Yesterday I finished reading a manuscript by a friend of mine,
Whitney Terrell. His next novel,
The Good Lieutenant (if that's what it ends up being called), is a story of the Iraq War at its toughest, around 2004. You will probably be able to buy it in 2012. And you really should. I'd say preorder it now, but you can't yet. Man, oh man, it is good.
I should say at once that this is one of the great benefits of the writer's life: I have gotten to know other writers, often lovely people (Whit is), and often incredibly talented (Whit is), and occasionally generous enough to let me read their work for free months or years before it's published. (Not in this case. I stole a flash drive of Whit's when he was passed out drunk and bleeding in my living room after a bizarre dinner party/brawl, so he is only about to learn, this very moment, that I read his book. Yo, Whit, who's a "light-weight writer" now, eh?)
I know a few things about the author. He has been an embedded journalist with an infantry division in Iraq a couple of times. He went to Princeton (where part of the book is set). He is from Kansas City (as two of the characters are).
So I read this fabulous book, almost in a single sitting, and I started to ask myself, in that ludicrous envious-novelist sort of way, "How is he doing this? How did he create such a thing? Did he see something like this/know someone like that? Maybe I should go and get embedded in a war so I can write a book this good... " And in my wonder and marveling, I began to conclude this and that about what he had seen in Iraq, at Princeton, in his childhood, and what he felt about the war, and what he was trying ? oh, my God ? to say. I was wrong about almost all of it, I have since learned, because in my privileged position of knowing him, I can find out the facts.
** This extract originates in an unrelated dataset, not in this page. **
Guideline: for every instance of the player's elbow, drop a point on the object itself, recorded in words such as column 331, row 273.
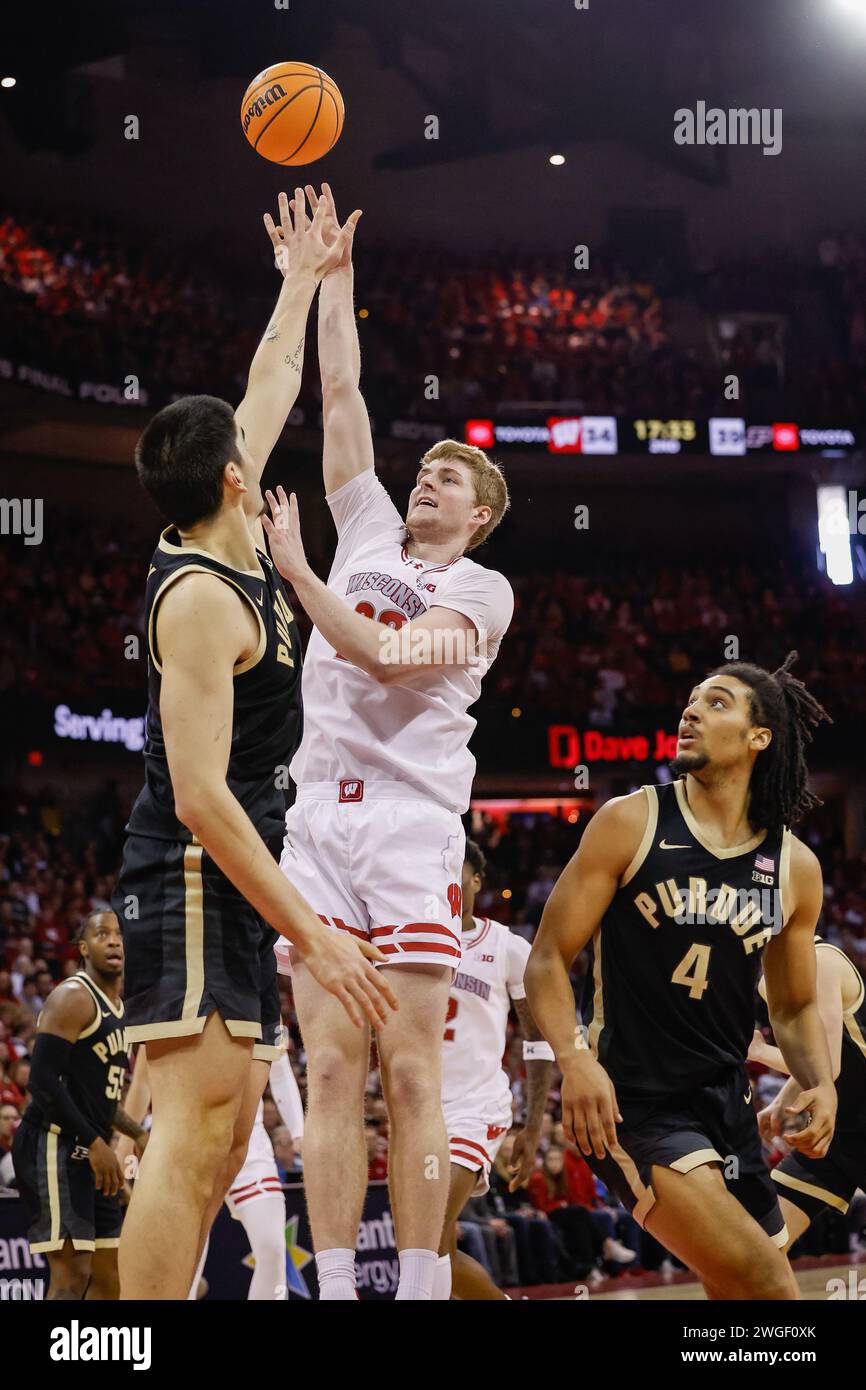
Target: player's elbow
column 192, row 802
And the facts are, here is a great artist of words and ideas and human nature displaying his wares for lucky readers (early lucky readers now, paying customers later), and as I re-read the pages now (as I am doing between paragraphs of this blog), I am again taken back to the dust and blood and boredom and terror and confused motives and missed signals of his carefully constructed tragedy, the same elements of ancient Greek tragedies and Elizabethan tragedies, and I am again struck with wonder at what a great writer can do...
I have to go now. I have a great book to read. I hope you do, too. (And thanks, Jill and everyone at Powells, for having me.)